Ophelia knows where everything is. She walks from one room to the other. She jumps down from the couch or bed – where my mom places her – and goes off to choose her own place. Right now she’s on my favorite bed, which means I get the floor.

Ophelia was headed for the Great Sandbox in the Sky last Thursday. Then she walked over to her scratching post and gave it a few strong swipes. She used the litter box without making a fuss.

“She’s not ready to go,” my mom declared. She called our wonderful vet at Companion Animal Hospital and Ophelia got a reprieve.

Then today Ophelia walked over to my crate and drank the water from my dish, just like she always did. My mom was thrilled but also frustrated.

“I wish I knew what she wants,” she said. “I’m ready to say good-by but only if it’s really the right time.”

Wish I could help, mom, but as always, I’m just the dog. I’ll go along either way – comforting Ophelia while she’s here and comforting my mom throughout the process.

Ophelia ages 4 years

Ophelia has been ailing again. She didn’t want to eat. I offered to help by eating Ophelia’s food but you can imagine what the Mom said.

Ophelia nibbles. My mom keeps coaxing her to eat more. Ophelia stopped purring.

So my mom took her to the vet today.

“I don’t think Ophelia is thirteen,” she told the vet. “I think they lied. She acts like a 17-year-old cat. She’s all bony.”

The vet agreed: Ophelia has taken on the qualities of a very old cat.

“Here’s the thing,” my mom said. “You’ve got an old, fat cat. You want to give it a home. The cat is 11, 12, 13 or more. That sounds OLD. So you mark the cat’s age down to 9. Single digits. Now she’s more adoptable.”

Even so, my mom never tires of saying, Ophelia spent 30 days in a cage in the Seattle SPCA. She was lucky to get adopted at all.

So my mom is back to giving Ophelia fluids and medication. Ophelia’s got that smug look, like, “I’m gonna win this one! No more dry food.”
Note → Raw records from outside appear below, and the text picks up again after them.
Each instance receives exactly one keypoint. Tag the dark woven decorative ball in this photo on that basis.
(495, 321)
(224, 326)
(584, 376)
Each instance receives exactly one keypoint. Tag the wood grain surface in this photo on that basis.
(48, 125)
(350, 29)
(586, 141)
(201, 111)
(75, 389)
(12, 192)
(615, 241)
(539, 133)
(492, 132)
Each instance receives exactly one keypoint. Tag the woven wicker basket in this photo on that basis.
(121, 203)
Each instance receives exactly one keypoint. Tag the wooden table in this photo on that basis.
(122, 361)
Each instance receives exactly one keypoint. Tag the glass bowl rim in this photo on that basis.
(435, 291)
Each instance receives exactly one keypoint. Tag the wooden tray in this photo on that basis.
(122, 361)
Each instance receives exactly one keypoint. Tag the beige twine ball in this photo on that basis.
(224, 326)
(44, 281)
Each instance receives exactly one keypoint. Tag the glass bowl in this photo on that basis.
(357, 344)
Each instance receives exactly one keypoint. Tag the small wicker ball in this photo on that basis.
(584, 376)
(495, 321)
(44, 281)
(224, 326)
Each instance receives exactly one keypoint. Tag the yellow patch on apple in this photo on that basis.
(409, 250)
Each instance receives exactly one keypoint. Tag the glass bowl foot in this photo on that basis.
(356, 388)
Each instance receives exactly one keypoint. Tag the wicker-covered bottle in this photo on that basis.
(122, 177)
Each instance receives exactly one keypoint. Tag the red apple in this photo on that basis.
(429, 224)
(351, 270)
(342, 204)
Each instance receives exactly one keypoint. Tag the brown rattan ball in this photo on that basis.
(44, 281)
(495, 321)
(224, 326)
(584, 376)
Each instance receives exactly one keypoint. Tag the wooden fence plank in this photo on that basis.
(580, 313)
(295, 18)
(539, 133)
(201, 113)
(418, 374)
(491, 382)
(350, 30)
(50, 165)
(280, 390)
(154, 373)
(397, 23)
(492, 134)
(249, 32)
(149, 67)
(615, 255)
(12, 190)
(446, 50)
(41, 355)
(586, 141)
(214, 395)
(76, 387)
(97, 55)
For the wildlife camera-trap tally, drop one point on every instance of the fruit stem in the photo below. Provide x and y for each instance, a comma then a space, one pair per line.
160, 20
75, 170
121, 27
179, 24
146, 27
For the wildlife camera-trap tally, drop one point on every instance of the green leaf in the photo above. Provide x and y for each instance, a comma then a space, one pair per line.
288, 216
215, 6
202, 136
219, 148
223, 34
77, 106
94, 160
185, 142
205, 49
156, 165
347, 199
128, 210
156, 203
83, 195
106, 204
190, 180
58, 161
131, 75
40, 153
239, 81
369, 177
I’m a neutral observer. Treat, please?

Cat drinking from dog’s crate: should not be allowed!

Look at this impertinence. My crate has been placed in a corner of our living room because my mom can’t figure out where else to put it.

So Ophelia decides she wants to drink from MY water dish. Ophelia has always liked drinking from dishes, glasses and cups that aren’t hers. She drives my mom crazy: she drinks my mom’s ice water, iced tea and even iced coffee. When she doesn’t find anything to drink from my mom, she goes to my crate. She has a perfectly good water dish of her own, right on the floor next to mine.

Ophelia’s shape is a little odd because some of her fur was shaved for her ultrasound. It’s growing back very slowly. She doesn’t seem to notice, but we do.

Ophelia has always been the Queen. I’m just the princess. Life is tough.

More Cat Facts We Don’t Need

My mom just read me this article from the New York Times. Apparently some scientists studied how cats drink water. “Much classier than dogs,” was the conclusion.

Do we need to know? Do we care?

The real question is, why do cats drink water from glasses and cups, turning up their little pink noses when mom pours water into their official water dishes? Now that would be useful.

My mom keeps two full glasses of water on the coffee table at all times. “Does nothing for the living room decor,” she sighs, “but otherwise Ophelia’s whiskers would be digging into my water.”